Le récit est organisé selon le déroulé de la cure, un quotidien très règlementé et structuré pour des êtres qui justement n'ont plus de repères : le réveil, la douche, les taches quotidiennes, les repas, le tableau des objectifs, les conférences obligatoires, les entretiens médicaux... Par réminiscence, le narrateur dévoile aussi sa vie d'avant, son enfance dissoute dans l'alcool et sa jeunesse cramé au crack.
De l'effroyable douleur du manque à la volonté de tenir bon, de la solitude abrutissante à la renaissance amoureuse, du désir de reconstruction à celui de l'autodestruction, de la Fureur qui balaie les bonnes résolutions aux amitiés improbables (celle d'un gangster, d'un juge ou d'un boxeur) qui permettent de s'accrocher, le narrateur nous livre tout, crument, sans concessions ni tabous. Sur 600 pages se déploient le doute, la douleur, le manque, la Fureur, l'horreur, le désarroi, la déprime, la frustration, les crises d'angoisse, la paranoïa, les hallucinations, les hurlements... Une descente aux enfers incandescente, puis une très lente remontée vers la vie.
Initialement présenté comme autobiographique, Mille morceaux a, à la suite du passage de son auteur à l'émission télévisuelle d'Oprah Winfrey, rencontré un succès phénoménal aux Etats-Unis. Jusqu'au jour où il a été révélé que cette autobiographie était beaucoup plus romancée que son auteur et son éditeur ne l'avaient dit. Et après un incroyable lynchage médiatique de l'auteur, la maison d'édition est allée jusqu'à proposer de rembourser les lecteurs qui se seraient sentis floués !

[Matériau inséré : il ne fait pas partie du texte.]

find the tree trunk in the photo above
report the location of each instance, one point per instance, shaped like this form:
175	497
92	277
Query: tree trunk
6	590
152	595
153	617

Or, autobiographie ou pas, ce Mille morceaux est un véritable choc ! Pour moi, peu importe sa part de fiction et de vérité, l’essentiel est le texte lui-même. Et ce texte, cru, intense, et parfois halluciné, s'avère d'une grande puissance : utilisant une écriture brute, une syntaxe malmenée, un style nerveux et syncopé, et le procédé du flux de conscience, le phrasé de James Frey est une musique scandée au rythme obsédant, qui rend compte avec exactitude de la violence prosaïque du narrateur, de sa situation et de son environnement. Certes, le récit aurait pu éviter certaines longueurs ou répétitions, et l'usage intensif de Majuscules Ironiques peut être lassant, mais l'exercice de style (ce travail sur le rythme et les mots et le dosage entre humour et vitriol) aboutit à un texte uppercut dont on sort indubitablement sonné.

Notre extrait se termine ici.